Is there a certain method I should be using to determine the actual resultant size of these atoms when they gain or lose electrons?

I tried to keep the post as informative as possible I'm not trying to scam any answer out of anyone I'm trying to learn how to solve this problem.

2. Jan 20, 2005

### chem_tr

Hello, http://www.scescape.net/~woods/elements/sulfur.html [Broken] mentions about sulfur's neutral and anionic radii. Potassium atom has the radius of 2.27 angströms, and 1+ cation has 1.52 angströms (according to the same website, change the final part as potassium.htm). Since S2- is 1.70 angströms, it is much larger than potassium cation. The best explanation would be listing their respective radii with them, the sorting will automatically be done.

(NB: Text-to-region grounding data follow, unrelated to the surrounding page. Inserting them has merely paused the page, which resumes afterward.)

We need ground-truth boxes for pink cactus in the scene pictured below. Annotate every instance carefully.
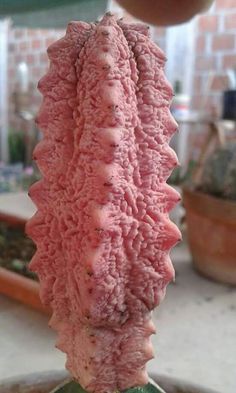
[26,13,181,393]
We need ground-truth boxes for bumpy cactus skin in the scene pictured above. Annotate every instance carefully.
[201,142,236,200]
[26,14,180,393]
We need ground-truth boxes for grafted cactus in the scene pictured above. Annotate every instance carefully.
[26,14,180,393]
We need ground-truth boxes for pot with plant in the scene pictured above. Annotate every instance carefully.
[183,140,236,285]
[0,220,50,315]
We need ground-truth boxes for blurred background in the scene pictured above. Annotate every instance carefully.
[0,1,236,393]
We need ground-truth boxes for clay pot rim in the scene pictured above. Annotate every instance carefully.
[183,187,236,225]
[183,187,236,207]
[0,267,50,315]
[0,370,220,393]
[150,373,220,393]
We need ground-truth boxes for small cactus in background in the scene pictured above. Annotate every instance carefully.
[200,142,236,201]
[224,149,236,200]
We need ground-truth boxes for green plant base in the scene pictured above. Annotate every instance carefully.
[50,380,166,393]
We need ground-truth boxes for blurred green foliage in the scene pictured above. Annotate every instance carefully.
[168,160,197,186]
[0,222,37,280]
[200,142,236,201]
[8,130,25,164]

Last edited by a moderator: May 1, 2017
3. Jan 20, 2005

### walker

Only problem is I believe that stating the exact atomic radius is beyond the scope of the question and this part (if not all) of the course. I also believe that just simply stating their atomic radius does not explain fully why S2- is located where it is.

Last edited by a moderator: May 1, 2017
4. Jan 20, 2005

### Gokul43201

Staff Emeritus
First let's prove that : K+ < S2-

These two are isoelectronic species (they both have 18 electrons). So, the difference between their ionic radii comes down to the difference in their nuclear charge. K+ has 19 protons while S2- only has 16. Due to the larger nuclear charge, K+ must necessarily be smaller (as the attraction towards the nucleus is greater).

Now compare K and S2-

K must be bigger because you are just starting to fill the 4th shell, while S2- only has electrons in 3 shells. However as you go along the period from K to Ca, Sc, etc. the radius decreases making the judgement difficult. This argument is not complete, as it does not compare nuclear charges. While S2- has a smaller nuclear charge thanK, the increase in radius due to this, is not sufficient to overcome the incresing size due to the addition of a new shell. In fact, P3-, which would be bigger than S2- (by the isoelectronic species argument), is still smaller than K.

Warning : Don't not use the Isoelectronic Species comparison to the Noble Gases. They can be weird ! :yuck:

5. Jan 21, 2005

### walker

wow man thanks for the help here... this question was getting to me

one of those questions i guess when you finally get the answer its like "What the hell i should have known that!"